Des réactions aux sites d’injection — rougeur, enflure, démangeaisons cutanées — se sont produites chez 2 % des personnes recevant les anticorps et 2 % des personnes recevant le placebo.

Anaphylaxie

Historiquement, une très faible proportion de personnes traitées par des anticorps monoclonaux pour une variété de maladies ont fait une grave réaction allergique connue sous le nom d’anaphylaxie. Dans cette étude, une personne a éprouvé d’intenses douleurs à la poitrine peu de temps après son injection d’Evusheld. Dans un premier temps, l’équipe de recherche a soupçonné l’anaphylaxie, mais une investigation et l’évolution subséquente de son état ont permis de croire que la douleur thoracique était une manifestation d’une maladie cardiovasculaire.

Un total de huit personnes sont décédées, comme suit :

Personnes recevant Evusheld

  • deux personnes sont décédées de complications pulmonaires liées à la COVID-19
  • deux personnes sont décédées de surdoses de drogues
  • une personne est décédée d’une crise cardiaque
  • une personne est décédée d’une insuffisance rénale

Personnes recevant le placebo

  • deux personnes sont décédées de surdoses de drogues

Après investigation, on a déterminé qu’aucun des décès n’était attribuable aux anticorps ou au placebo.

Efficacité

La distribution des sujets de l’étude ayant été infectés par le SARS-CoV-2, comme confirmé par test d’amplification en chaîne par polymérase (PCR), et qui ont subséquemment été atteints de la COVID-19, était comme suit :

  • Evusheld : 0,2 %
  • placebo : 1 %

Une analyse statistique a révélé une réduction relative de 77 % du risque de présenter la COVID-19 chez les personnes traitées par Evusheld. Cette différence est significative du point de vue statistique, c’est-à-dire non attribuable au seul hasard.

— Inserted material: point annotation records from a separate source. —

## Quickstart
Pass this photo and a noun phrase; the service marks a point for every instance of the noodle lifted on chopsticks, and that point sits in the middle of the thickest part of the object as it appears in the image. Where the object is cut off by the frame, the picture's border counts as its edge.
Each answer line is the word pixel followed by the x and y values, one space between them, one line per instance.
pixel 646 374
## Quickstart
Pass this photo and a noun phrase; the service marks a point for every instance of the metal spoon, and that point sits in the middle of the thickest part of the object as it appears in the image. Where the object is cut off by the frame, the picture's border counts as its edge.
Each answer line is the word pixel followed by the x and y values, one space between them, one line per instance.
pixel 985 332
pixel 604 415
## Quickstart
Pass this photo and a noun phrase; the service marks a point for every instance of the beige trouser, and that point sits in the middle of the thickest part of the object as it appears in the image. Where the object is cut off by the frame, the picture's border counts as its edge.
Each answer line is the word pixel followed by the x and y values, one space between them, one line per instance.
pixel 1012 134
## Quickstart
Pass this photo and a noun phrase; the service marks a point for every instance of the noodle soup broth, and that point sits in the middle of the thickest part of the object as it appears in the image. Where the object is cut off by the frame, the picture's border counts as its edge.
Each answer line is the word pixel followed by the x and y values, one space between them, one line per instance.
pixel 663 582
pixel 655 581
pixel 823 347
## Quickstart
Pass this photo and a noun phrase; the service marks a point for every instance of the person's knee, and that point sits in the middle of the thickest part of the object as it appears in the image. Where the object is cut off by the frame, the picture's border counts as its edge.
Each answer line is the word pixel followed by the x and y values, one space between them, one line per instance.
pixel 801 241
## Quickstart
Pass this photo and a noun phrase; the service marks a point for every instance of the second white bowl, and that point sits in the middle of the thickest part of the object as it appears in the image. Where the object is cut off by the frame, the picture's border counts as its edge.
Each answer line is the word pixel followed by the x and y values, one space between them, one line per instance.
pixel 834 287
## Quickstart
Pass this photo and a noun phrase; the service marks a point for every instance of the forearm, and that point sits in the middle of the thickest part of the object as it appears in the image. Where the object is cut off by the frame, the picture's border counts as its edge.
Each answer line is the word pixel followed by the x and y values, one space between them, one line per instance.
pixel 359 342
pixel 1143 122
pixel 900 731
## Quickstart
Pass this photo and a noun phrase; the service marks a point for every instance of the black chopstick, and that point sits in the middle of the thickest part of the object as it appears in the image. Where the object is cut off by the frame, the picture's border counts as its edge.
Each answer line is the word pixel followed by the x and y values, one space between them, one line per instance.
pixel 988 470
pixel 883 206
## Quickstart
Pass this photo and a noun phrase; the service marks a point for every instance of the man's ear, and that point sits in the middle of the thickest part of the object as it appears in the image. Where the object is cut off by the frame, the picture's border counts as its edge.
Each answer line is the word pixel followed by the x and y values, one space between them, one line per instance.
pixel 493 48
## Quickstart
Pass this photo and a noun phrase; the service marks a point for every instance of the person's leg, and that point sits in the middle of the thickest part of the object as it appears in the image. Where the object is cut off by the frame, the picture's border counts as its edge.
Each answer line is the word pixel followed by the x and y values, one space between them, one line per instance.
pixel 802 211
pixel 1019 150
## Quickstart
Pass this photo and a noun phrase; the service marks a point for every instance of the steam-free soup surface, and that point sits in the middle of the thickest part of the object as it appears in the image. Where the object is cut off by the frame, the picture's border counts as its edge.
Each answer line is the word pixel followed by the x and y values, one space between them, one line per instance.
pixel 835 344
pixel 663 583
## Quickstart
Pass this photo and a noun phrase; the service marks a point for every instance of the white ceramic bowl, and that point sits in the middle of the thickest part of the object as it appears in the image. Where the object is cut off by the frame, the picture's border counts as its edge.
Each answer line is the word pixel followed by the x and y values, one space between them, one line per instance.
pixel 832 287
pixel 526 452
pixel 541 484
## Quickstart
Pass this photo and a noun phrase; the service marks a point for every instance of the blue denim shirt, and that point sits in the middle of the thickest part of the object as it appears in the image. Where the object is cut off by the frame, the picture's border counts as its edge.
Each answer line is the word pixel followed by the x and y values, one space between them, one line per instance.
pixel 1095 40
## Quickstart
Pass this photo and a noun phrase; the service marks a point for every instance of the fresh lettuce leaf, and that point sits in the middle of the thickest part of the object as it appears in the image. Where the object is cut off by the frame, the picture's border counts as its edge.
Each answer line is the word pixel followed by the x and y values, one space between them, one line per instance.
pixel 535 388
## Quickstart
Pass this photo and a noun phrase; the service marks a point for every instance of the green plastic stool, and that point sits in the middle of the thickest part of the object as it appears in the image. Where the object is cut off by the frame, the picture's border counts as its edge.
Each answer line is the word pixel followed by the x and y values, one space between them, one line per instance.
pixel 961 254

L’effet protecteur d’Evusheld était semblable chez plusieurs sous-groupes de participant·e·s, sans égard au sexe, à l’âge, à l’origine ethnoraciale, etc.

Taux d’anticorps

Après avoir été injectés par un médicament ou un anticorps, les muscles ont tendance à libérer lentement ces produits dans la circulation. Dans l’étude Provent, les taux d’anticorps ont atteint leur plus haute concentration un mois après l’injection, puis ont diminué graduellement pendant les cinq mois suivants.

À retenir

Les résultats de l’étude Provent laissent croire qu’Evusheld peut réduire significativement le risque de COVID-19. Il reste tout de même des facteurs à considérer à propos du déploiement de ce traitement. Nous en parlons dans la prochaine section.

—Sean R. Hosein

RÉFÉRENCE :

Levin MJ, Ustianowski A, De Wit S et al. Intramuscular AZD7442 (Tixagevimab-Cilgavimab) for prevention of COVID-19. New England Journal of Medicine. 2022 Jun 9;386(23):2188-2200.